Religione e politica nella società post-secolare
Stiamo assistendo a una rimodulazione del rapporto moderno fra politica e religione anche in Occidente e a un ripensamento del ruolo del fenomeno religioso nelle società complesse? Il concetto di laicità delle istituzioni necessita di una riflessione alla luce delle nuove costellazioni emerse?

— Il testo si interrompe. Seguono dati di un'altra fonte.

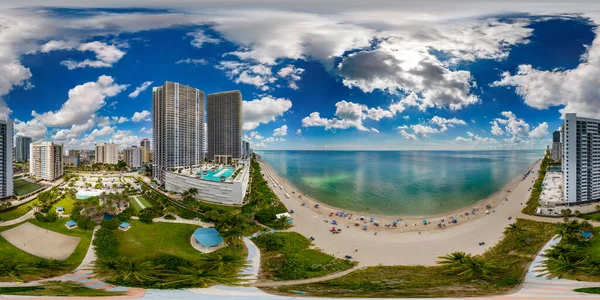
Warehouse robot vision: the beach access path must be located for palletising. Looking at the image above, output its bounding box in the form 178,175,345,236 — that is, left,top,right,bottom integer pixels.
259,160,541,267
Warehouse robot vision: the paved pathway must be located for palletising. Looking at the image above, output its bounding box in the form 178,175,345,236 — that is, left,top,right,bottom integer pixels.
132,196,146,209
0,209,34,226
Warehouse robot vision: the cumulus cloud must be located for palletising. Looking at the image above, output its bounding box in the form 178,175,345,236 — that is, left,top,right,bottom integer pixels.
187,30,221,48
175,58,208,66
31,75,128,126
492,28,600,118
55,41,125,70
273,124,287,136
277,65,304,90
243,96,292,130
129,81,153,98
131,110,150,122
302,100,395,133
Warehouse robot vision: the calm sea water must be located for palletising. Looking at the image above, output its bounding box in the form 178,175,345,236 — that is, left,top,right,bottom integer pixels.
257,150,543,215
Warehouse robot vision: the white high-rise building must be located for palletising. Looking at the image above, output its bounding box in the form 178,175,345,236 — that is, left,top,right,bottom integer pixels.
123,146,144,169
29,142,64,181
206,91,243,164
152,81,204,185
562,113,600,204
0,118,14,198
95,143,119,165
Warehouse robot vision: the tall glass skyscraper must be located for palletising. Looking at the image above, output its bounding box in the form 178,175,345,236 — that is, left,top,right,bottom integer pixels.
152,81,204,184
206,91,243,164
15,135,31,161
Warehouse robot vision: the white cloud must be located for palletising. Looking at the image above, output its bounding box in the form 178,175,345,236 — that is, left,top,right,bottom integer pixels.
129,81,153,98
61,41,125,70
131,110,150,122
243,96,292,130
140,127,154,135
31,75,127,126
400,129,418,141
273,124,287,136
187,30,221,48
277,65,304,90
175,58,208,66
493,28,600,118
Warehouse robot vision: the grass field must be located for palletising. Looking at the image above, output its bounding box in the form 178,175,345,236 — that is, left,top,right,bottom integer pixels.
267,219,556,298
115,220,202,262
0,219,92,281
0,281,123,297
50,197,75,215
0,199,38,221
15,179,44,196
253,232,354,280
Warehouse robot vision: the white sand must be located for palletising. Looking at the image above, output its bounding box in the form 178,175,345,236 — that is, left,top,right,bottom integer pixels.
0,220,81,260
260,156,541,266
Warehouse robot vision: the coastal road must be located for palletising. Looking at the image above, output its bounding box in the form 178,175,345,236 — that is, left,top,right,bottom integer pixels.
255,161,540,267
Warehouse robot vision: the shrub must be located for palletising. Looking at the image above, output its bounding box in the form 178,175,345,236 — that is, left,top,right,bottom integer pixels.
93,227,119,258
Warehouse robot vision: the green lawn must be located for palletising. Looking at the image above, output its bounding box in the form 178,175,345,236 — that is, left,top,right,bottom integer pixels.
50,197,75,215
0,199,38,221
136,196,152,207
115,220,202,262
266,219,556,298
0,219,92,281
129,197,142,213
15,179,44,196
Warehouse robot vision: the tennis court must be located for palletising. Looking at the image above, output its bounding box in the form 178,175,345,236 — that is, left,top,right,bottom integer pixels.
0,222,81,260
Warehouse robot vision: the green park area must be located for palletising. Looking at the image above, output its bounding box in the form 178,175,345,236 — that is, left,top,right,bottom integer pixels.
115,220,202,261
253,232,354,280
266,219,557,298
14,179,44,196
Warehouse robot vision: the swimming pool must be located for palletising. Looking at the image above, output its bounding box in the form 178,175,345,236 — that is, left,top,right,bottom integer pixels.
197,168,233,181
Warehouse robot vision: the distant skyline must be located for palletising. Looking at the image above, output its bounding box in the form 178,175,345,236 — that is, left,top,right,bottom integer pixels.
0,0,600,150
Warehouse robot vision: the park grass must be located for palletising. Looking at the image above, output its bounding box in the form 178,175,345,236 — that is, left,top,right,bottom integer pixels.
573,287,600,294
136,196,152,207
29,218,93,270
265,219,556,298
0,281,124,297
254,232,355,280
50,196,75,215
0,198,38,221
0,219,92,281
115,220,202,262
14,179,44,196
129,196,142,214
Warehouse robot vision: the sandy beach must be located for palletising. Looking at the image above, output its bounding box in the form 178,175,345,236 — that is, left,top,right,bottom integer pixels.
259,159,541,266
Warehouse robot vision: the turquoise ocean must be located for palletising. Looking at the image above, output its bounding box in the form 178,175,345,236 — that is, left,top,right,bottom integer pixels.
256,150,544,216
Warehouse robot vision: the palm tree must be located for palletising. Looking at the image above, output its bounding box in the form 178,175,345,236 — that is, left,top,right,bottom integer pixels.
159,267,240,288
438,252,471,266
114,260,159,282
504,223,526,238
200,251,246,273
220,227,244,248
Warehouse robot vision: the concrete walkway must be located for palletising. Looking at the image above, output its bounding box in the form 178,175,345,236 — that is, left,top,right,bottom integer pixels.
131,196,146,209
0,209,34,226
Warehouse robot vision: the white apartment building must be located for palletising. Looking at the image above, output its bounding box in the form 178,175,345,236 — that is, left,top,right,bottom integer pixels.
29,142,64,181
123,146,144,169
562,113,600,204
152,81,204,185
0,118,14,198
95,143,119,165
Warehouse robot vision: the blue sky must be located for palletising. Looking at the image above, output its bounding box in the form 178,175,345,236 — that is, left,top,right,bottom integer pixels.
0,1,600,150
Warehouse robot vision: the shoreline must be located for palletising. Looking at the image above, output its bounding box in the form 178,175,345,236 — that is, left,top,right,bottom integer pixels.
257,155,542,231
259,155,541,267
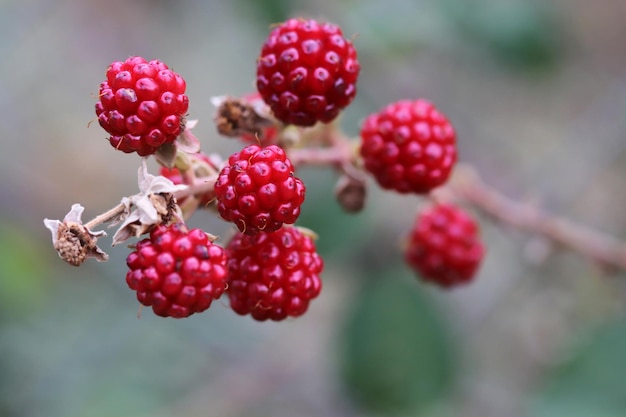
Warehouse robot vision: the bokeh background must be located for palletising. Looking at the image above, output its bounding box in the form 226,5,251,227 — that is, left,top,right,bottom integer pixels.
0,0,626,417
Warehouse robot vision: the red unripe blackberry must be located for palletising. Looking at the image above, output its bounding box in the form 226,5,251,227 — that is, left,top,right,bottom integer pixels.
256,19,360,126
96,56,189,156
405,204,485,287
126,223,228,318
360,99,457,194
214,145,305,235
226,226,324,321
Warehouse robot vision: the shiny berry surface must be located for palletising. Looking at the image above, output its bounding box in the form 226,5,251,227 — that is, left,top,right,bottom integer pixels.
126,223,227,318
405,205,485,287
214,145,305,235
96,56,189,156
226,226,324,321
360,99,457,194
241,92,279,146
256,19,360,126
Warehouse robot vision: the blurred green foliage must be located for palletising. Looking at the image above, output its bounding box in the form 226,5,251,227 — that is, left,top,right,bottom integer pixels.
532,318,626,417
340,269,456,415
441,0,563,72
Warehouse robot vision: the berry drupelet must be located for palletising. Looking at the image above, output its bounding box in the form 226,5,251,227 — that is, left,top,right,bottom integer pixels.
360,99,457,194
256,19,360,126
126,223,227,318
226,226,324,321
214,145,305,235
96,56,189,156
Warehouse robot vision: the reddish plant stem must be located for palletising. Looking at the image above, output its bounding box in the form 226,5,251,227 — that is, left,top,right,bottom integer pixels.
442,165,626,270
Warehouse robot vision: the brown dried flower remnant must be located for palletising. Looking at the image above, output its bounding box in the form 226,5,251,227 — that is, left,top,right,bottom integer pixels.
43,204,109,266
335,174,367,213
212,96,274,137
112,159,187,246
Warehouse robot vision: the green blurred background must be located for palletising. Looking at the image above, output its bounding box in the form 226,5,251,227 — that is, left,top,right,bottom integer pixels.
0,0,626,417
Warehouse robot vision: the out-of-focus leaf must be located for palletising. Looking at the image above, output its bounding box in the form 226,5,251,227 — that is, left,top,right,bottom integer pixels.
442,0,560,69
234,0,293,26
297,170,370,258
340,272,456,413
531,319,626,417
0,224,46,309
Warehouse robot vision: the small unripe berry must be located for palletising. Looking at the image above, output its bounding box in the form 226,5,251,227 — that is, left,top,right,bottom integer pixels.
215,145,305,235
405,204,485,287
256,19,360,126
126,223,227,318
226,226,324,321
96,56,189,156
360,100,457,194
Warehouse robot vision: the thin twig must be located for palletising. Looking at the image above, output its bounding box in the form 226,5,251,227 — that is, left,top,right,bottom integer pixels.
443,165,626,270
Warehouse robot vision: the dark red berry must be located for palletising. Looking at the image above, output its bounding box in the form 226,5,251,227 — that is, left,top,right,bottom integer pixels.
360,100,457,194
96,56,189,156
226,226,324,321
214,145,305,235
126,223,227,318
405,204,485,287
256,19,360,126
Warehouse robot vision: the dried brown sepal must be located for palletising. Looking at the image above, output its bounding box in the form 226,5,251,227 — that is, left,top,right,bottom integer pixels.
112,160,187,246
43,204,109,266
335,174,367,213
213,97,274,139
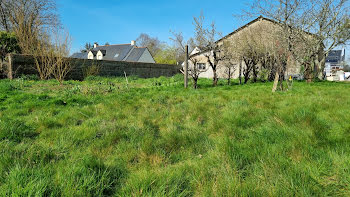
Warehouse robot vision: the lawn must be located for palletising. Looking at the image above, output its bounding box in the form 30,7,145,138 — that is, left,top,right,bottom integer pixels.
0,76,350,196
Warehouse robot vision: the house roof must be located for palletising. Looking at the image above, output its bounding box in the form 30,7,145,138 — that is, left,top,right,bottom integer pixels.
125,48,147,62
92,44,134,61
70,52,88,59
326,50,344,64
71,44,154,62
216,16,316,43
190,16,315,57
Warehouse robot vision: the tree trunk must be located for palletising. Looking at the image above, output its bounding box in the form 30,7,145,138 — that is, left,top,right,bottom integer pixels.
253,65,258,83
193,79,198,89
272,69,280,92
238,61,242,85
227,68,231,85
279,69,284,91
213,69,218,86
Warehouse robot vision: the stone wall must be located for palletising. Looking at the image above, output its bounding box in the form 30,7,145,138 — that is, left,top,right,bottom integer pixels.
6,54,181,80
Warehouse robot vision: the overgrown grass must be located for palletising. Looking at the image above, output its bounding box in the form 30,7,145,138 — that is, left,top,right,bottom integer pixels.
0,76,350,196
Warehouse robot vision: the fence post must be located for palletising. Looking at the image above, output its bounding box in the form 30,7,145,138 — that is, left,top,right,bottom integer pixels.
185,45,188,88
7,54,13,80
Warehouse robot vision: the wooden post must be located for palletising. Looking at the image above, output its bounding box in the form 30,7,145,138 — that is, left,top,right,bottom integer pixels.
185,45,188,88
7,54,13,80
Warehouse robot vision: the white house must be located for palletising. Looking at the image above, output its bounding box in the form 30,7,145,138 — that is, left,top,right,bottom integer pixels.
71,41,156,63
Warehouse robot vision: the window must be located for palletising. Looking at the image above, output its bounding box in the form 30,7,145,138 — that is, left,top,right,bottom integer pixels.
197,63,206,70
88,54,94,60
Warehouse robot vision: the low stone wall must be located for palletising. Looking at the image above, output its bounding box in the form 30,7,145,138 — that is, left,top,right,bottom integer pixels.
5,54,181,80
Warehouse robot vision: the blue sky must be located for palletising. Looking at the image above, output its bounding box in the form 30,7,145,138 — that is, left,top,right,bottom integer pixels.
58,0,247,52
58,0,350,61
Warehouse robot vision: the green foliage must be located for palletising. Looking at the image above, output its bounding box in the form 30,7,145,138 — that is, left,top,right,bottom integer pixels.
0,31,21,59
0,75,350,196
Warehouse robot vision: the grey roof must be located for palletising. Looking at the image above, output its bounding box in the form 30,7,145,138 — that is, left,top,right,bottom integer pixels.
71,44,154,62
70,52,88,59
92,44,134,61
125,48,146,62
326,50,345,64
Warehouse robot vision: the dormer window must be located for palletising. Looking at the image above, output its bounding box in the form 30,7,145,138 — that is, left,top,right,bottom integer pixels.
88,51,94,60
96,50,106,60
197,63,206,70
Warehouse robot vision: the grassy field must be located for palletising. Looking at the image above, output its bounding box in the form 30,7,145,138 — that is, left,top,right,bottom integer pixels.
0,76,350,196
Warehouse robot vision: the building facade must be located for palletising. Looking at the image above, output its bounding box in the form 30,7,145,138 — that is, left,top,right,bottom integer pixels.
71,41,156,63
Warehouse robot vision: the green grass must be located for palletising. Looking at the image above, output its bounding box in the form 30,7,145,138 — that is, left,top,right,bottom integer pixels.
0,76,350,196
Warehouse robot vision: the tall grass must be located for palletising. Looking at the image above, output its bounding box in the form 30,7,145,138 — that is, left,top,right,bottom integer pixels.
0,76,350,196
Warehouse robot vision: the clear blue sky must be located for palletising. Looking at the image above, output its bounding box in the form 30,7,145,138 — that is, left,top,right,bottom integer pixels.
58,0,350,59
58,0,248,52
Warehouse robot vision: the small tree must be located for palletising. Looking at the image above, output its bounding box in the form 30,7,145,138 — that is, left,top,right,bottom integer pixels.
80,42,94,53
193,12,224,86
0,31,21,61
52,32,72,85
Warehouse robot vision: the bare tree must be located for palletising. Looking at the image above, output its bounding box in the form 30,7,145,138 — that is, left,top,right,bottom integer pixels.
193,12,224,86
243,0,350,82
80,42,94,53
136,33,162,55
51,32,73,85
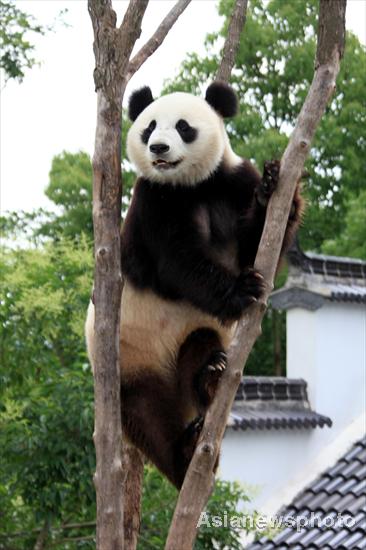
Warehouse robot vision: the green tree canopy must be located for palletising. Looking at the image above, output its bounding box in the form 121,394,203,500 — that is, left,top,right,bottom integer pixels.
0,0,46,81
165,0,366,254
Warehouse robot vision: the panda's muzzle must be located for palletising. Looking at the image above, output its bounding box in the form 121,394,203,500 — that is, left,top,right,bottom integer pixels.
153,159,182,170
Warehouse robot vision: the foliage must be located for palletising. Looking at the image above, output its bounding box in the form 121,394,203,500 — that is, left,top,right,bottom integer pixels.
138,466,248,550
0,0,45,81
165,0,366,251
0,238,94,548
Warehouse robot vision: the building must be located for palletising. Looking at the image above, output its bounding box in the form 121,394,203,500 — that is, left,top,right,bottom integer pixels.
220,248,366,528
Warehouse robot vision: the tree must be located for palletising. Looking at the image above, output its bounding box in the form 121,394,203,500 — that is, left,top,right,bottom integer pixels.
165,0,366,251
0,238,94,548
165,0,346,550
0,0,46,81
88,0,190,550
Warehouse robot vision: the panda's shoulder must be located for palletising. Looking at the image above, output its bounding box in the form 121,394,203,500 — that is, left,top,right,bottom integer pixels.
215,158,261,189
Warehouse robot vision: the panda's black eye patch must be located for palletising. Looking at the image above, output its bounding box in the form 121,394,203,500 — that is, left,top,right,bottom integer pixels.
175,118,198,143
141,120,156,145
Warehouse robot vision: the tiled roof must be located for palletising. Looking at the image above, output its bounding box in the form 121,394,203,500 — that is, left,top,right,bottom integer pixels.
228,376,332,430
271,243,366,310
247,437,366,550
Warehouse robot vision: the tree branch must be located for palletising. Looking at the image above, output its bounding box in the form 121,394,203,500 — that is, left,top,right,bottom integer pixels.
88,0,148,550
165,0,346,550
215,0,248,82
127,0,191,79
123,441,144,550
88,0,197,550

La religione è tornata prepotentemente sulla scena politica non a caso dopo il 1989. Già da tempo sociologi, politologi e studiosi del fenomeno religioso ci avvertivano sul “riemergere” di un bisogno di sacro in realtà mai tramontato, sull’importanza crescente che i riferimenti religiosi assumono per un numero sempre crescente di individui e gruppi. È innegabile che oggi la religione intesa in senso ampio – azioni ad essa ispirate, rivendicazioni avanzate in suo nome, conflitti che ne traggono origine – sia al centro dell’attenzione pubblica quotidiana di credenti e inevitabilmente, per riflesso, anche dei non-credenti.
Cresce soprattutto la domanda di un ruolo più pubblico per la coscienza religiosa. Un ruolo pubblico che non la mortifichi nel “privato delle coscienze”, perché una religione privatizzata è altrettanto mortificata di una lingua “privatizzata”. Far quadrare questa domanda di de-privatizzazione della religione con l’irrinunciabile laicità delle istituzioni è la sfida a cui il pensiero liberale e democratico si trova di fronte. Una sfida che va affrontata ripensando a fondo che cosa vuol dire e che cosa non vuol dire laicità delle istituzioni nel XXI secolo.
Il convegno ha avuto per oggetto questo ripensamento della separazione fra religione e politica in un contesto nuovo, segnato dalla consapevolezza dell’ineliminabilità di un momento pubblico della coscienza religiosa.